There was only one Shakespeare, and we’re not him. And neither was Ben Jonson.
This image is under attack from modern critics. Here is Stephen Greenblatt, interrupting his writing of The Swerve to write in the Wall Street Journal:
A number of Shakespeare’s plays survive in both the small quarto editions, inexpensively published during his lifetime, and in the first folio. Comparing versions of the same play, I and other scholars have concluded that many of the differences are probably due to Shakespeare’s own obsessive fiddling.

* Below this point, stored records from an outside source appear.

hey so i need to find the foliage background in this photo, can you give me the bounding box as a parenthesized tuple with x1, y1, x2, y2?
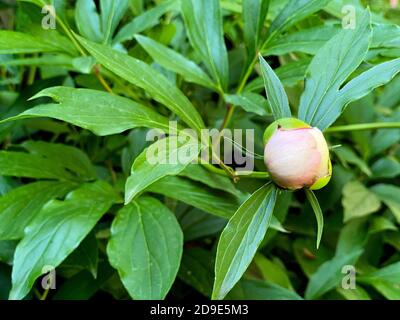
(0, 0, 399, 300)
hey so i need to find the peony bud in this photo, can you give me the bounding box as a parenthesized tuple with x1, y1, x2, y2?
(263, 118, 332, 190)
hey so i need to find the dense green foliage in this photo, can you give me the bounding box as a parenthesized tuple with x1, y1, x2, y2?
(0, 0, 399, 300)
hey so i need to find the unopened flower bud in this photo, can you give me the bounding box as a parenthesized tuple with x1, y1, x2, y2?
(263, 118, 332, 190)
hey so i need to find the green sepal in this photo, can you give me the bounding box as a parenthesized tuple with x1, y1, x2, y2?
(263, 118, 311, 145)
(310, 159, 332, 190)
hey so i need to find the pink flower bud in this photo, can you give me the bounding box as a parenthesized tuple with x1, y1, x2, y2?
(263, 118, 332, 190)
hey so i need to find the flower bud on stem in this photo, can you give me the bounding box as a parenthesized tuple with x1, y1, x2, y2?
(263, 118, 332, 190)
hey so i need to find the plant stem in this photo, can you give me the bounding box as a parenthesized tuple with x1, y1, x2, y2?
(106, 160, 117, 184)
(58, 18, 114, 95)
(93, 65, 114, 94)
(217, 48, 268, 175)
(201, 163, 269, 180)
(237, 55, 258, 94)
(220, 36, 274, 131)
(325, 122, 400, 133)
(53, 14, 86, 56)
(201, 163, 228, 176)
(236, 170, 270, 178)
(210, 151, 237, 180)
(43, 3, 115, 95)
(219, 104, 234, 130)
(219, 56, 258, 131)
(27, 64, 37, 86)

A particularly significant amount of fiddling occurred in King Lear, where there are extensive changes between the quarto edition and the First Folio. As a result, some modern editions include both versions, instead of presenting a single edition that conflates both versions. The Arden edition I own is of the conflated school. It uses F and Q superscripts to indicate words that are only found in one version or the other. Lear’s final line in the play, spoken over the dead body of Cordelia, appears only in the folio version:
Do you see this? Look on her; look, her lips,
Look there, look there! He dies.
Does he die joyfully, thinking Cordelia is really alive? What was Shakespeare up to when he added the line? Who knows?
Of course, there is no real evidence of revision, just of differences. Maybe both the quarto and the folio are simply different versions of a lost original manuscript. Maybe some of the differences are due to lines that were added by actors during rehearsals. Greenblatt and others are convinced that Shakespeare fiddled, but that’s based on interpretation, not evidence. The next generation of scholars may come up with some other interpretation — or decide that Heminge and Condell knew what they were talking about.
Still, it’s nice to think that Shakespeare was like the rest of us, adding words and taking them out and moving them around, trying to achieve some kind of perfection that is always just out of our reach.